Engineering Inflammatory Content
A Memetic Analysis of Russian Social Media Propaganda
Mitch Chaiet
mitchchaiet@utexas.edu
RTF 368S - MEDIA STUDIES THESIS
Radio - Television - Film
The University of Texas at Austin
July 12, 2019
Supervising Professor:
Sharon Strover, Ph.D.
Philip G. Warner Regents Professor of Communication
Director, Technology & Information Policy Institute
Moody College of Communication | The University of Texas at Austin
The Russians sourced content already proven to be popular among certain demographics, from hashtags and sites already popular among those demographics, edited them to convey their target messages, and spread them through Russian owned parody pages targeting the same demographics said content was sourced from. They provided minimal funding to spur their propagation, in order to propagate those images in a peer to peer fashion (memetically).

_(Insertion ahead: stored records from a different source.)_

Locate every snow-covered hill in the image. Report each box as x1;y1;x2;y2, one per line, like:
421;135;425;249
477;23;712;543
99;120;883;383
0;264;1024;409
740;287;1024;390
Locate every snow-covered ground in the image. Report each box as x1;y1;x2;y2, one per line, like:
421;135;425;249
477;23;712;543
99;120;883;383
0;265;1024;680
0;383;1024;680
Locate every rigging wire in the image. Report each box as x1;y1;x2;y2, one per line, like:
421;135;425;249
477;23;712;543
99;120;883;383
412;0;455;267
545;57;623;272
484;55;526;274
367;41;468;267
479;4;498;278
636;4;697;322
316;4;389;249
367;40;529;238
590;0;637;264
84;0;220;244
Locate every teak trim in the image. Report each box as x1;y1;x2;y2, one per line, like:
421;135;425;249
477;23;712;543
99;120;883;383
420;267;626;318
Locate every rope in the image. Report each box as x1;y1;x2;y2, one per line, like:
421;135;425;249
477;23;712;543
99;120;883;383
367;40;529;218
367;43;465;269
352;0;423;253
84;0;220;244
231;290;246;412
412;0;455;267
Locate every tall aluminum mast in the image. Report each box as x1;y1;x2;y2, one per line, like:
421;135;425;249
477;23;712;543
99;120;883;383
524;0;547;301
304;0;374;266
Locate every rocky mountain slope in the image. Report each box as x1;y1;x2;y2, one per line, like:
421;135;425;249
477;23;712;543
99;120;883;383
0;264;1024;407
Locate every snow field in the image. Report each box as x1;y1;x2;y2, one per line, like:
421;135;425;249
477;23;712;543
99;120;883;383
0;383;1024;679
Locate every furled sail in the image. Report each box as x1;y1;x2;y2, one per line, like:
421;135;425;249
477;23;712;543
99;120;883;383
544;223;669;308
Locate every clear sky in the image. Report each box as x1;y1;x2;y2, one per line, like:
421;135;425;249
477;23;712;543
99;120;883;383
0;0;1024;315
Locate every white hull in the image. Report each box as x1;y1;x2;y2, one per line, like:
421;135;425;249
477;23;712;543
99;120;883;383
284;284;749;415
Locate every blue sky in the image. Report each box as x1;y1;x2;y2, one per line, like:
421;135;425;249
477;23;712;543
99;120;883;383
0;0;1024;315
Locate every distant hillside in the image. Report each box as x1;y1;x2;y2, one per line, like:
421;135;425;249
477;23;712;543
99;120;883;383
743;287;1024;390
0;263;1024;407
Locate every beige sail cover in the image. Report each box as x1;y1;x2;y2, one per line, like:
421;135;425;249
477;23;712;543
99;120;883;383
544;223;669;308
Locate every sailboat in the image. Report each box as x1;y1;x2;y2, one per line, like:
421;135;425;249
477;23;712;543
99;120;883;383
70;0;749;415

"One of the downsides of spreadability is that bad information may spread just as fast and as widely as good information. In some cases, because misinformation can be constructed to provoke people's fears or gratify their prejudices, it provides better cultural currency than more accurate and nuanced information. This is why we all need to take greater ownership over the information that we circulate. We need to insure its accuracy before we circulate it. We need to weigh its potential negative impact before we insert it into our conversations. We must insure the integrity of our information flow."
- Henry Jenkins for Engineering Inflammatory Content
Memetic Distribution vs. Viral Distribution
An often debated dichotomy within internet culture is the difference between content “going viral” or “becoming a meme.”

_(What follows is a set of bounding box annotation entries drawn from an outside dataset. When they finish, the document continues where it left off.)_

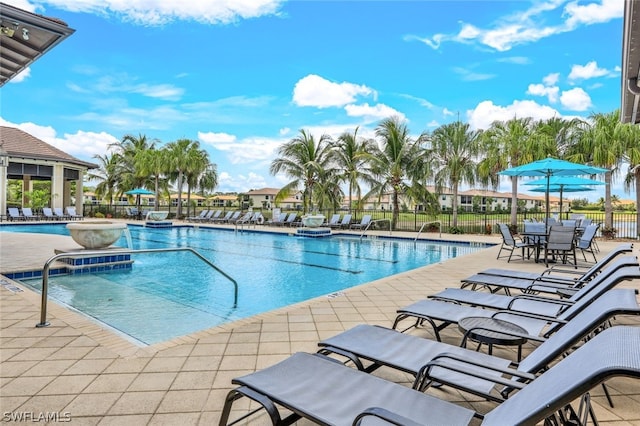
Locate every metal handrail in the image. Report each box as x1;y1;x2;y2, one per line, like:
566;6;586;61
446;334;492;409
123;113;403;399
36;247;238;327
360;219;391;241
413;220;442;243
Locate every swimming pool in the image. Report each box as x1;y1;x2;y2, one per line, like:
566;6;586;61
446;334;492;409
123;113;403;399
0;225;483;344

Therein lies a significant difference between "viral distribution" and "memetic distribution".
Key Differences between Memetic Distribution and Virality:
Viral Content:
- A Single Cultural Unit
- Limited to one digital medium (eg, a viral video)

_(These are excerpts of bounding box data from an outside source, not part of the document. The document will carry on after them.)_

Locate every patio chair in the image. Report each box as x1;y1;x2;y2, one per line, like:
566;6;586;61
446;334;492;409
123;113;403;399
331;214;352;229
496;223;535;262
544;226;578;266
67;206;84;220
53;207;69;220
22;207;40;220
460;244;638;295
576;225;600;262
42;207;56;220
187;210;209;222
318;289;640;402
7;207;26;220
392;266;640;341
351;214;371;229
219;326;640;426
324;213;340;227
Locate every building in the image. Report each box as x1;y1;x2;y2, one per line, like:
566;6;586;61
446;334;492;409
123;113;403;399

- Rapidly expanding popularity on a single popular hypermedia platform (“this video reaches 3 Billion views on YouTube)
- Content rapidly reaches pop culture status and is widely known; can quantify maximum popularity by some generally available metric easily (views, likes, retweets, sales)
- Generally distributed through hyperlinks and word of mouth; the content itself is generally has too large of a file size to be shared in a peer-to-peer manner as attachments and must be hosted on a platform for wide access (“I’ll send you a link to this video; Go look up “Gangam Style” on YouTube”)
Memetic Content:
- Always a collection of texts, involving multiple cultural units
- Content often takes advantage of an absurdist misuse of a social networking feature; often exploits the medium of distribution to increase psychovisual impact of the content in a humorous manner “Do you know da wae” “Storm Area 51, They Can’t Stop All Of Us” Spongebob Squarepants, The Communist Manifesto on Pornhub.com
- Expands upon convergent media; the meme can be originated, conform to, or be extended by many different hypermedia and traditional media formats, including but not limited to Facebook Events, YouTube Videos, Tweets, Profile Pictures, 3D Modeling software, books, print, and audio/video.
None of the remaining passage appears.